Leandro diz que seu estilo de botecagem mudou. Antigamente, ele praticava em pé e detestava sentar à mesa de botequim. Era aquela pessoa circulando com uma copo na mão, porém isso mudou com o tempo. Atualmente, pratica sua botecagem sentado e geralmente marcado com antecedência com amigos. A espontaneidade perdeu seu lugar e, hoje em dia, bebe de forma muito mais consciente.

 

Leandro: Então toda a espontaneidade do vamos ali, vamos dar um pulo, vamos ver o que que rola, vamos tomar só uma real… Só uma, responsável, salto temporal, isso não existe mais, pra mim. E falo com tristeza, porque tinha um sabor muito bom aqui, essa brincadeira. Só que hoje virá mesmo essa coisa do, pô, então vamos tomar um chope, vamos? Pô, quando? Ah, lá na sexta-feira a gente vai tomar um chope, não sei o que tal. Pronto, já agendamos, já sabemos o lugar.

 

Já a Lud pontua que Leandro tinha um estilo de botecagem muito diferente do seu anterior. Explica não ser avessa a sentar, então sempre lidou bem com sentar no botequim, porém a mesa nunca era fechada.
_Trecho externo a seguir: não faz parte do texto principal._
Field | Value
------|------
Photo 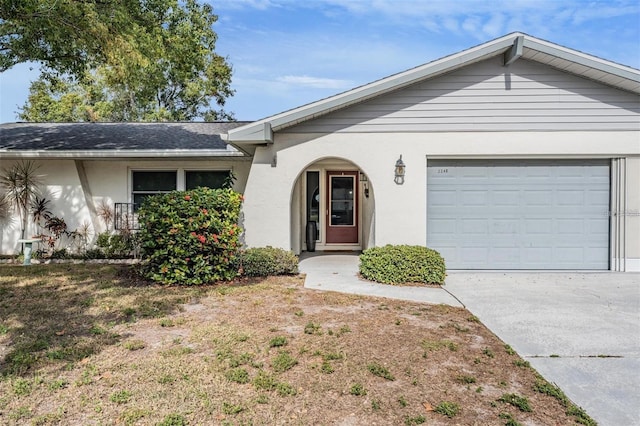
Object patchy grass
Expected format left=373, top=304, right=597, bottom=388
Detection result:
left=0, top=264, right=595, bottom=425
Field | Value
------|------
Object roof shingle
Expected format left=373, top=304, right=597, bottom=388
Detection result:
left=0, top=122, right=250, bottom=151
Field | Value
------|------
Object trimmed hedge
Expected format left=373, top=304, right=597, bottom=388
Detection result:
left=236, top=246, right=298, bottom=277
left=137, top=187, right=243, bottom=285
left=359, top=245, right=446, bottom=285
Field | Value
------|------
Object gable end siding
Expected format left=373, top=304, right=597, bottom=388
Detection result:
left=282, top=57, right=640, bottom=134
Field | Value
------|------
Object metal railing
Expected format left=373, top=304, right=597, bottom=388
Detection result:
left=114, top=203, right=140, bottom=231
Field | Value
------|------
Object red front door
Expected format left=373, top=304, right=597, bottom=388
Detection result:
left=326, top=171, right=358, bottom=244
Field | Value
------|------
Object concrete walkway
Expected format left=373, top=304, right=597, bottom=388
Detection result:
left=299, top=252, right=462, bottom=306
left=298, top=253, right=640, bottom=426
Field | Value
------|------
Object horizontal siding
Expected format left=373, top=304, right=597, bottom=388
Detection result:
left=283, top=56, right=640, bottom=133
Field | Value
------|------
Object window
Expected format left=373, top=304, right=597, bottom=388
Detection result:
left=185, top=170, right=230, bottom=190
left=131, top=170, right=231, bottom=205
left=132, top=171, right=176, bottom=206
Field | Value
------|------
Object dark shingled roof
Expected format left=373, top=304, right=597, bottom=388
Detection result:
left=0, top=122, right=251, bottom=151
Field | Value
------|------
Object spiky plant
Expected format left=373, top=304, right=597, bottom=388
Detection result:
left=1, top=161, right=43, bottom=240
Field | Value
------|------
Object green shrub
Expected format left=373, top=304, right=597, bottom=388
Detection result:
left=359, top=245, right=446, bottom=285
left=95, top=232, right=136, bottom=258
left=137, top=188, right=243, bottom=285
left=236, top=246, right=298, bottom=277
left=434, top=401, right=460, bottom=418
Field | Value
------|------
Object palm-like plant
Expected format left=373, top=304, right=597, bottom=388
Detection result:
left=31, top=196, right=53, bottom=235
left=1, top=161, right=43, bottom=240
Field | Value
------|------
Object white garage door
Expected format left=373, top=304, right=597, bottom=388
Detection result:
left=427, top=160, right=610, bottom=270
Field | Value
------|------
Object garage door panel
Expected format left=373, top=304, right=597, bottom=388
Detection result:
left=428, top=190, right=457, bottom=206
left=493, top=190, right=520, bottom=205
left=427, top=159, right=609, bottom=270
left=461, top=219, right=489, bottom=234
left=461, top=190, right=488, bottom=206
left=525, top=219, right=553, bottom=234
left=523, top=190, right=553, bottom=205
left=491, top=219, right=519, bottom=234
left=556, top=219, right=584, bottom=234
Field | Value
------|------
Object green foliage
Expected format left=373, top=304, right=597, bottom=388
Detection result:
left=4, top=0, right=234, bottom=122
left=221, top=402, right=243, bottom=415
left=533, top=379, right=596, bottom=425
left=268, top=336, right=288, bottom=348
left=137, top=188, right=243, bottom=285
left=504, top=344, right=516, bottom=355
left=275, top=382, right=297, bottom=396
left=95, top=232, right=136, bottom=258
left=236, top=247, right=299, bottom=277
left=157, top=413, right=187, bottom=426
left=566, top=405, right=597, bottom=426
left=225, top=368, right=250, bottom=384
left=271, top=351, right=298, bottom=373
left=109, top=390, right=132, bottom=404
left=404, top=415, right=426, bottom=425
left=304, top=322, right=322, bottom=335
left=434, top=401, right=460, bottom=418
left=499, top=412, right=522, bottom=426
left=320, top=361, right=334, bottom=374
left=0, top=161, right=43, bottom=240
left=457, top=375, right=476, bottom=384
left=12, top=378, right=32, bottom=396
left=359, top=245, right=446, bottom=285
left=497, top=394, right=532, bottom=412
left=367, top=363, right=395, bottom=381
left=123, top=340, right=146, bottom=351
left=349, top=383, right=367, bottom=396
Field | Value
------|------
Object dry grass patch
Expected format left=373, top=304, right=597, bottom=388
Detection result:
left=0, top=264, right=594, bottom=425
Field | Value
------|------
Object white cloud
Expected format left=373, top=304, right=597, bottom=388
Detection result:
left=482, top=13, right=506, bottom=38
left=277, top=75, right=353, bottom=90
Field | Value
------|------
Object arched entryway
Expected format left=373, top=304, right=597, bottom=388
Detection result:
left=290, top=157, right=375, bottom=254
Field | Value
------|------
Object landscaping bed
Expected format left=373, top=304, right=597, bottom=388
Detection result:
left=0, top=264, right=593, bottom=425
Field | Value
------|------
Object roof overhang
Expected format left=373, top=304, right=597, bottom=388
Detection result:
left=0, top=149, right=249, bottom=160
left=227, top=32, right=640, bottom=144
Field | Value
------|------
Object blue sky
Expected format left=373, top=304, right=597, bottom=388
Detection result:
left=1, top=0, right=639, bottom=123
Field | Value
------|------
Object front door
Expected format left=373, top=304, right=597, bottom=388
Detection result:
left=326, top=171, right=358, bottom=244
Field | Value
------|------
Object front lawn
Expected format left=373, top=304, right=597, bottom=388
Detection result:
left=0, top=264, right=594, bottom=425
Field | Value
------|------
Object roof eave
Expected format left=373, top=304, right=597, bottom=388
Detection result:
left=228, top=33, right=520, bottom=143
left=227, top=32, right=640, bottom=144
left=0, top=149, right=250, bottom=159
left=522, top=37, right=640, bottom=85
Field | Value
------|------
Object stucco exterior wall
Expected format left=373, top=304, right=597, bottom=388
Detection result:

Sempre tinha espaço pra alguém chegar e complementar. Seja para jogar buraco, fazer campeonato e ir mudando as pessoas da mesa. Para ela, o boteco não era um ponto de contato ou fechamento, mas sim de aproveitar o espaço.

 

Lud: E também, gente, vamos entender que o botequim na zona sul do Rio de Janeiro, o botequim na zona norte do Rio de Janeiro, o botequim na Baixada Fluminense do Rio de Janeiro, é muito diferente. Assim como deve ser muito diferente. O botequim em São Paulo Capital, na Baixada Santista, em BH ou em outra cidade menor ou em outro lugar do Brasil, são completamente diferentes.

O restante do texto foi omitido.